Initial tests of Zegami's COVID-19 technology have been run on a collection of 226 x-rays collected through a crowdsourcing initiative launched by Joseph Paul Cohen, a postdoctoral fellow at the University of Montreal, on software development platform GitHub. Nobel says that at least 10,000 images will be needed in order to create a tool that is robust enough to assist radiographers in the diagnosis of COVID-19.
The company has written to the health ministries of Australia, New Zealand, the United States, the United Arab Emirates, China, Canada, Ireland, Spain, Italy and Germany. Noble said that, so far, Ireland and the UK have responded, and the technology arm of the National Health Service plans on sharing data with Zegami.
In the future, Noble says the tool could also help predict outcomes for patients.
"Given a set of images where we know individuals recovered, we could also potentially produce a model that could say this person has a likelihood percentage of recovering," he said. "That is very much determined by the data that's fed into it, but it theoretically could be possible to give an outcome like that."
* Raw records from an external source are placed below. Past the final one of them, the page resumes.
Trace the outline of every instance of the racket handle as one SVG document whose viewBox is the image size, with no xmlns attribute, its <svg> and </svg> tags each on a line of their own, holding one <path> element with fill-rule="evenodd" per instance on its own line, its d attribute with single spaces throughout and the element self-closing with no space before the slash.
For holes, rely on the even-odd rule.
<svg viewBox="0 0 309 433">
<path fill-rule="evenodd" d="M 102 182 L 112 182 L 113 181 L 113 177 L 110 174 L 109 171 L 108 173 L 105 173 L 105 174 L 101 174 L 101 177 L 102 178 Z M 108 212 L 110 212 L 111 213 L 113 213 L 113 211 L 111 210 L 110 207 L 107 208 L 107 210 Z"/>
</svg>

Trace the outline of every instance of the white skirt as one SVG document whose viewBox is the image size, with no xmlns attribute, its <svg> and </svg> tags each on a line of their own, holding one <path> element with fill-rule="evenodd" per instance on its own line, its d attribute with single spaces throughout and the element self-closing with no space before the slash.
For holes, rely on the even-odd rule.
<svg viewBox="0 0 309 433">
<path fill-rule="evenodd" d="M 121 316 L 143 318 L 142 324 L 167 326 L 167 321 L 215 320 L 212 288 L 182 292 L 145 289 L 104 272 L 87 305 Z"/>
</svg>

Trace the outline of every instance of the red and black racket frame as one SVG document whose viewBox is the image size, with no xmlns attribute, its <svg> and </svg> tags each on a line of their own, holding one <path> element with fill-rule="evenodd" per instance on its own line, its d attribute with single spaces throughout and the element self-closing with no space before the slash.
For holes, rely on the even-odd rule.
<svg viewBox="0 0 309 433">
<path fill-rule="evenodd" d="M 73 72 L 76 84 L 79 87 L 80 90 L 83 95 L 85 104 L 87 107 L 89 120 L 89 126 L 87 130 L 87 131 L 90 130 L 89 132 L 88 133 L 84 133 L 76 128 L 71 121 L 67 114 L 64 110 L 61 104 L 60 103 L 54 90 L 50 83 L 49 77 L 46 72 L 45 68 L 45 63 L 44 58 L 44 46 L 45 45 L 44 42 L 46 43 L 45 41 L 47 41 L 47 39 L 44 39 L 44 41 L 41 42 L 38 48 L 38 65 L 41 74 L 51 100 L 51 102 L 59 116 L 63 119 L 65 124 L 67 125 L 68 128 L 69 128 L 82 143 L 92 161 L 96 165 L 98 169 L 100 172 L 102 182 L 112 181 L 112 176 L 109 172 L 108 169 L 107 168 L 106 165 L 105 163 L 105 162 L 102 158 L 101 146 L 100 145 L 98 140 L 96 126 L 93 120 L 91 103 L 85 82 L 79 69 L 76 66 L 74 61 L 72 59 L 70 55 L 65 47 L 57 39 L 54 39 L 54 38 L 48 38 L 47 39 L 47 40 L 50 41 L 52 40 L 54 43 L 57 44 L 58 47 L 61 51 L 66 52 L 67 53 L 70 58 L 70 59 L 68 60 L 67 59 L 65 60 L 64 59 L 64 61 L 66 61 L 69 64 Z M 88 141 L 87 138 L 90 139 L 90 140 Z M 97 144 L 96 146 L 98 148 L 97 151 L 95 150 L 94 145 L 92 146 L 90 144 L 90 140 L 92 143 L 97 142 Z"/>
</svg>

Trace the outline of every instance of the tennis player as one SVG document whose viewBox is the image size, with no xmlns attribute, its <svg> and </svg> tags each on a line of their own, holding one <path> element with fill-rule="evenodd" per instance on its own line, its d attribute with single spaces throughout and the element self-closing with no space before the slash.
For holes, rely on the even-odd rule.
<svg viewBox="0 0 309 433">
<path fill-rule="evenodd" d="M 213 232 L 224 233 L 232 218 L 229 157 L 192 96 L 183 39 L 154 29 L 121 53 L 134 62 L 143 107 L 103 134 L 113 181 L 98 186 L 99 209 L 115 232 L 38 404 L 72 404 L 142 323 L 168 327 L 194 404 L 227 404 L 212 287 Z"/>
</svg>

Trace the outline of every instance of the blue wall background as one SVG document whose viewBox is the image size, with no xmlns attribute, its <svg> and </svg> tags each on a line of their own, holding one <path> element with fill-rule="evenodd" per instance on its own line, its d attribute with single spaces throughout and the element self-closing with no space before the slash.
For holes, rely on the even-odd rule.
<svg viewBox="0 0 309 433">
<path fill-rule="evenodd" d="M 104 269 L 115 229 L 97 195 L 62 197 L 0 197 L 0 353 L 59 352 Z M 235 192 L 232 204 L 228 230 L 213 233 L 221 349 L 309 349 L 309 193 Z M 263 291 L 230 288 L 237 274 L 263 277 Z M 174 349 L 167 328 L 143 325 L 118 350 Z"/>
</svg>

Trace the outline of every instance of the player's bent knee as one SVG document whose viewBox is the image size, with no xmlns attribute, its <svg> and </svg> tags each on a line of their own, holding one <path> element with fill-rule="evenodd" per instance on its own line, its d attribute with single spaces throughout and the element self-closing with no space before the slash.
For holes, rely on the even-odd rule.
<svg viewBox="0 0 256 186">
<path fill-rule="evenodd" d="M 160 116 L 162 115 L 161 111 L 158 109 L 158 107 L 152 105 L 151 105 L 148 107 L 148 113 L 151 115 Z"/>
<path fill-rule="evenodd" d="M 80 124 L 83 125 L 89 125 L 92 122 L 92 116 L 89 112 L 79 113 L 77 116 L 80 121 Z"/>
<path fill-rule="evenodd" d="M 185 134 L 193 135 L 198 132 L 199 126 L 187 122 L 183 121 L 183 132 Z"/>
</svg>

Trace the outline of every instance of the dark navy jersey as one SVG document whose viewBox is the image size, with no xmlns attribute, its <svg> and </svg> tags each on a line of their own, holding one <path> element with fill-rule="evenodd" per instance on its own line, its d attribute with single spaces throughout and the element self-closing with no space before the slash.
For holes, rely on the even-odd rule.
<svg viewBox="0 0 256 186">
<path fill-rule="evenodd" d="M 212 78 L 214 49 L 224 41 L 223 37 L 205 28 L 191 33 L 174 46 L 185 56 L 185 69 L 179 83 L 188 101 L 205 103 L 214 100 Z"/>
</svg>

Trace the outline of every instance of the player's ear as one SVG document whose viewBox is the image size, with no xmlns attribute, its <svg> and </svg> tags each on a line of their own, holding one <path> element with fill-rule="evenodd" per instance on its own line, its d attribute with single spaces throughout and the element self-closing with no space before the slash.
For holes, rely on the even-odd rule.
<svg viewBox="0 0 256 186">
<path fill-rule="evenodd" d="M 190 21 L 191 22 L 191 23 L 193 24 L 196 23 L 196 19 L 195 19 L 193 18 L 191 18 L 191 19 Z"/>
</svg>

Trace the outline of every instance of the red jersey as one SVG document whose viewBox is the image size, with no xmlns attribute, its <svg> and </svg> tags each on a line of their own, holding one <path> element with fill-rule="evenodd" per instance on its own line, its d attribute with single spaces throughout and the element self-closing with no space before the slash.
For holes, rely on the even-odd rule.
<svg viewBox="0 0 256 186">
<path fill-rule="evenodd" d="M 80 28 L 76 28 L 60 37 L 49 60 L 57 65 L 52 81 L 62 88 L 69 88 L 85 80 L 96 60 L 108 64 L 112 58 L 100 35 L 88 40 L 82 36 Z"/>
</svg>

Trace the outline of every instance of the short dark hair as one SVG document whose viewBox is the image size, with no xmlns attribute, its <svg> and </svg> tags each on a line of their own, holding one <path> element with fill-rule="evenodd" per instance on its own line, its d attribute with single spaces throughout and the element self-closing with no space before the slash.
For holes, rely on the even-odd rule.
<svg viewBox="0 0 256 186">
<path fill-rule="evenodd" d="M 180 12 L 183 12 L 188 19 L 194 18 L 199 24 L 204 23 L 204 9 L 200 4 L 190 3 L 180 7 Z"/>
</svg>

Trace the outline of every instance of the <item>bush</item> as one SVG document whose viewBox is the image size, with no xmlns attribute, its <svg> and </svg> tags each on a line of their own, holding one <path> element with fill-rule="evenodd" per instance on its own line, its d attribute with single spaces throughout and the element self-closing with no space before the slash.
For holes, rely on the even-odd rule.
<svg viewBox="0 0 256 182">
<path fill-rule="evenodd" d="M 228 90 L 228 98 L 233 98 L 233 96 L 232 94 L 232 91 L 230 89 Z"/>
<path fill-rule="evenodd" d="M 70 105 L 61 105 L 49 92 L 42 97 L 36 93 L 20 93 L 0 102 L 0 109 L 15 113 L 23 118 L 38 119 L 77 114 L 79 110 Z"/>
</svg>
Zegami has previously used machine-learning assisted data visualization tools to help cardiovascular, cancer and genetics research. The company turned its attention to the fight against COVID-19 around five weeks ago, and will be offering its services for free.
"As soon as we have enough x-rays it will be fully up and running and we hope to play a key role in supporting medical and technical professionals in their battle with this disease," Noble said.